Gleichstellungsstelle des Westerwaldkreises

Die Gleichstellungsstelle des Westerwaldkreises hat zum Ziel, die Gleichstellung von Frauen zu fördern, um bestehende strukturelle und individuelle Benachteiligungen abzubauen.

Dafür bringt sie frauenrelevante Angelegenheiten auf die Tagesordnung und die Interessen von Frauen zur Geltung. Dies umfasst alles, was die Lebens- und Arbeitsbedingungen von Frauen in anderer Weise oder in stärkerem Maße berührt als die der Männer.
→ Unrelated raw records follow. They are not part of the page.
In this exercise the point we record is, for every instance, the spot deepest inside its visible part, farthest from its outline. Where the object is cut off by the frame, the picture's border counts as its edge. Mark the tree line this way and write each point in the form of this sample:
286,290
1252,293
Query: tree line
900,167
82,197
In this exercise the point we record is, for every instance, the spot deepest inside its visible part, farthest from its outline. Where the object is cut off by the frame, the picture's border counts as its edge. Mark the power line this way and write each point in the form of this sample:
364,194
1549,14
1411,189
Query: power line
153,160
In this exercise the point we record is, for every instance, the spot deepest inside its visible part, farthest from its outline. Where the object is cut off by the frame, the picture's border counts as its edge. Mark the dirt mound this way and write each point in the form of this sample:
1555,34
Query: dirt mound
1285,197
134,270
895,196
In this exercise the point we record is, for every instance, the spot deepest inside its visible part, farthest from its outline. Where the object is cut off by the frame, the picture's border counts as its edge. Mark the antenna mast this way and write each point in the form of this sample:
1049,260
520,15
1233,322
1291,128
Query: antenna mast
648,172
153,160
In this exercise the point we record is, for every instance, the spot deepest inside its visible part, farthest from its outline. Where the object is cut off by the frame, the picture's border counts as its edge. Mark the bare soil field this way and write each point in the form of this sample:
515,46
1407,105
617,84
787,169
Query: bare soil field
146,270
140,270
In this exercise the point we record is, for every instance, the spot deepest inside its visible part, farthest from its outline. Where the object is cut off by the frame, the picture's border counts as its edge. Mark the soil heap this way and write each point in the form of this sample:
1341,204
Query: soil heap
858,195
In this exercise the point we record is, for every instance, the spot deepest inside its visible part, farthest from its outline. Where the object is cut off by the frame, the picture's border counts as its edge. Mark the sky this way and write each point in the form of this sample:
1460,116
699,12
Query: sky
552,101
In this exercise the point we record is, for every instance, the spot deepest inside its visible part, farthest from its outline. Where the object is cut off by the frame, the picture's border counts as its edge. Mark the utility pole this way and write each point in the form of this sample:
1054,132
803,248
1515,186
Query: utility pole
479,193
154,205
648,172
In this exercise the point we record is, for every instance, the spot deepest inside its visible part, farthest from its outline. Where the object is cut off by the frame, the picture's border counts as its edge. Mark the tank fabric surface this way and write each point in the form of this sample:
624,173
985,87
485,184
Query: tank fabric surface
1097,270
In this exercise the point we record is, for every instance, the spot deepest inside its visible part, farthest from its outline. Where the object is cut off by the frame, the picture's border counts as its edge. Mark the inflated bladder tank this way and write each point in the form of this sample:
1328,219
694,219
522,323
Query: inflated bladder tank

Hierzu gehört es, durch Öffentlichkeitsarbeit den Bewusstseinswandel zur Durchsetzung der Gleichberechtigung zu fördern.

Die Gleichstellungsstelle regt Maßnahmen zur Verbesserung der sozialen und beruflichen Situation von Frauen an, organisiert und führt entsprechende Veranstaltungen durch, häufig in Zusammenarbeit mit örtlichen Frauengruppen, -initiativen und –verbänden.

Die Gleichstellungsbeauftragte nimmt am Erfahrungsaustausch auf kommunaler, Landes- und Bundesebene teil und erstattet den Kreisgremien Bericht.

Sie ist Ansprechpartnerin für alle Einwohnerinnen des Westerwaldkreises.

Aktuelle Termine

Aktuell sind keine Termine vorhanden.

"Kompass für Frauen" in Neuauflage online

Welche Rahmenbedingungen müssen erfüllt sein um berufliche Perspektiven zu entwickeln, die „richtige“ Arbeit zu finden oder zu behalten und die Familie zu managen. Themen von A – wie Arbeitszeitmodelle bis Z – wie Zeitmanagement beschäftigen vorwiegend Frauen, wenn sie Arbeit und Beruf mit Familienaufgaben koordinieren müssen. Qualifizierte Hilfe gibt es nicht nur „woanders“, sondern auch hier bei uns im Westerwald.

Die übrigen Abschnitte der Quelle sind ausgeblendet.